I don’t believe dreams mean a darn thing. However, I think psychiatrists and old-time Ozarkers had/have one thing in common in that they did/do put a lot of stock in dreams, albeit for different reasons and from very different perspectives.
While psychiatrists look inward, Ozarkers looked outward when it comes to dreams. To quote directly from folklorist Vance Randolph’s 1947 book, “Ozark Superstitions”:
“To dream of muddy water means trouble, to dream of snakes presages a battle with one’s enemies, to dream of money means that the dreamer will be poorer than ever before.

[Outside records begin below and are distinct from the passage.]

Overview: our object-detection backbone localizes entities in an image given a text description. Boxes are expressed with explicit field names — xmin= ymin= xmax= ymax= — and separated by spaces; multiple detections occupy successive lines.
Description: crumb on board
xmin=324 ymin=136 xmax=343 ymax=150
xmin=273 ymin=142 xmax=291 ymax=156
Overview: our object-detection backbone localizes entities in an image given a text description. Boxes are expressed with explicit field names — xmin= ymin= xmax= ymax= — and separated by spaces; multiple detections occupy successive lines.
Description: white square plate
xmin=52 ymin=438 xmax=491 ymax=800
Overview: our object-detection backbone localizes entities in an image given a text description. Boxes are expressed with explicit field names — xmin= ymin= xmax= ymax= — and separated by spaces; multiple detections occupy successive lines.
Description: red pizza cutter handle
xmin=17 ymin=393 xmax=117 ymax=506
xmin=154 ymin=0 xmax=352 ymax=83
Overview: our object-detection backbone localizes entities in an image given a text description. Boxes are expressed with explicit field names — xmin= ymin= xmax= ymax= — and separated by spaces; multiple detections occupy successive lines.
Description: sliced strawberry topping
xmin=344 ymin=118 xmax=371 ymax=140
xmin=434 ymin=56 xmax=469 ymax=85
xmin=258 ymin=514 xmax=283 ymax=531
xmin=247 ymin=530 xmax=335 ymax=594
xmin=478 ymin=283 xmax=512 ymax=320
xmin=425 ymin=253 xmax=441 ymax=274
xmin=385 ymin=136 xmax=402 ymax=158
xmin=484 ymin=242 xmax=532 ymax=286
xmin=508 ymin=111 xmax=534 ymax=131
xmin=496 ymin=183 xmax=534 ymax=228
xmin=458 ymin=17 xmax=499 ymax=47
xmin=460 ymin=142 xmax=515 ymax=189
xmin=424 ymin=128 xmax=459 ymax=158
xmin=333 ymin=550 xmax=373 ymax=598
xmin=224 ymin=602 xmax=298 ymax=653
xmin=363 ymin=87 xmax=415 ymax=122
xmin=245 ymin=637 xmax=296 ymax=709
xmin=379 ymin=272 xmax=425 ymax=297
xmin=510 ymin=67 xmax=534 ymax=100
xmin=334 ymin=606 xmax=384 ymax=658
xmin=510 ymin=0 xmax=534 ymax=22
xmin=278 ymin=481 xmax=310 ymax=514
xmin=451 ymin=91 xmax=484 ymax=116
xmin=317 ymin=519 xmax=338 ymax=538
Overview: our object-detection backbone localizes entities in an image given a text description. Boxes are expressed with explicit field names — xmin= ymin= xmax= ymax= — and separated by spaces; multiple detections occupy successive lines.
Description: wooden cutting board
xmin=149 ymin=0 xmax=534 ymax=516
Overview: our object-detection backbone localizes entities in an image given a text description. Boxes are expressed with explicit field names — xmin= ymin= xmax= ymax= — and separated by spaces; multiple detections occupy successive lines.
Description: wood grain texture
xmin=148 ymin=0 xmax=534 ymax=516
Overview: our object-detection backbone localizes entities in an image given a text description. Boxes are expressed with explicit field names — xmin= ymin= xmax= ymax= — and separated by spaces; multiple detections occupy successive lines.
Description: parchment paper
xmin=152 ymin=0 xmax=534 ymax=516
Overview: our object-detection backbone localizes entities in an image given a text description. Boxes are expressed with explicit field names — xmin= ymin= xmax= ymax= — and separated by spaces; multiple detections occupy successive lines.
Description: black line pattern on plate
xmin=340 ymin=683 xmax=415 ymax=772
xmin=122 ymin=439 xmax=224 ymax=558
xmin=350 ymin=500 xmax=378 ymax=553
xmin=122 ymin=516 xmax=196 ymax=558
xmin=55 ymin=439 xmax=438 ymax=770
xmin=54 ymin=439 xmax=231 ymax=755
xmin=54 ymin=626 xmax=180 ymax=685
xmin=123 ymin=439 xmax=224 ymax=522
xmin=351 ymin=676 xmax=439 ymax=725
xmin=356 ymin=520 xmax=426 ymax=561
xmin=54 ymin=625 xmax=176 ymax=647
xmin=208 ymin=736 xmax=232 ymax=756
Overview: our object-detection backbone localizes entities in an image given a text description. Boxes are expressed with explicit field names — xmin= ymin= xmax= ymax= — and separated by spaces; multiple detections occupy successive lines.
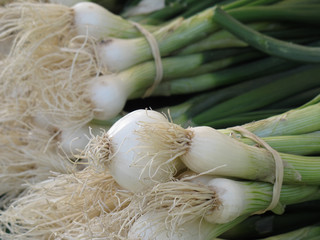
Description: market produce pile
xmin=0 ymin=0 xmax=320 ymax=240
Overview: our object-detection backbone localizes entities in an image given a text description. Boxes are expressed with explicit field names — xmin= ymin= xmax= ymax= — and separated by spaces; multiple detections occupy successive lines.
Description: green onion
xmin=213 ymin=6 xmax=320 ymax=63
xmin=83 ymin=110 xmax=184 ymax=192
xmin=193 ymin=65 xmax=319 ymax=126
xmin=132 ymin=175 xmax=320 ymax=224
xmin=97 ymin=0 xmax=318 ymax=72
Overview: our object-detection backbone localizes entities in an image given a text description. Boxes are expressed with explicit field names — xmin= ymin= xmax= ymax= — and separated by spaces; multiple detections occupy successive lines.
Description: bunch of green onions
xmin=0 ymin=0 xmax=320 ymax=239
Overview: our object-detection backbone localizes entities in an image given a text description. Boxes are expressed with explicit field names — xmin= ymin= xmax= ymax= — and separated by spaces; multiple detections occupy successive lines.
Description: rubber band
xmin=132 ymin=22 xmax=163 ymax=98
xmin=231 ymin=126 xmax=284 ymax=214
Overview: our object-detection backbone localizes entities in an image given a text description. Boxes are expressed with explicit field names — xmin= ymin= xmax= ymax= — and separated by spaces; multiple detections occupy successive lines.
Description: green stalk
xmin=205 ymin=109 xmax=288 ymax=129
xmin=178 ymin=22 xmax=284 ymax=54
xmin=239 ymin=131 xmax=320 ymax=155
xmin=264 ymin=88 xmax=320 ymax=109
xmin=98 ymin=0 xmax=320 ymax=71
xmin=213 ymin=6 xmax=320 ymax=63
xmin=224 ymin=103 xmax=320 ymax=137
xmin=153 ymin=57 xmax=296 ymax=96
xmin=205 ymin=216 xmax=248 ymax=240
xmin=165 ymin=62 xmax=300 ymax=125
xmin=206 ymin=182 xmax=320 ymax=240
xmin=192 ymin=65 xmax=320 ymax=126
xmin=125 ymin=49 xmax=264 ymax=99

“A dream of white horses is unlucky, and may mean sickness or death in the family. A dream of death is good luck if the dream comes at night and usually signifies a wedding, but to fall asleep in the daytime and dream of death is very unfortunate.
“A dream of childbirth is always welcome, a sign of a happy and prosperous marriage. The man who dreams repeatedly of fishes will attain great wealth. To dream of chickens is bad luck, and the vision of a black boat means an early death.”
It is also supposedly bad luck to dream about cattle; dreaming about a hoe or a rake is a sign of a happy marriage; girls who always dream about storms and floods will marry into money; and it is good luck to dream about pigeons or doves and, of course, signifies future romance.
To continue directly from Mr. Randolph:
“The first dream that one has in a new house, or when sleeping under a new quilt, will nearly always come true – many mountain girls are anxious to ‘dream out’ a new quilt or coverlet. The same may be said of a dream related before breakfast, or of one dreamed on Friday and told on Saturday.”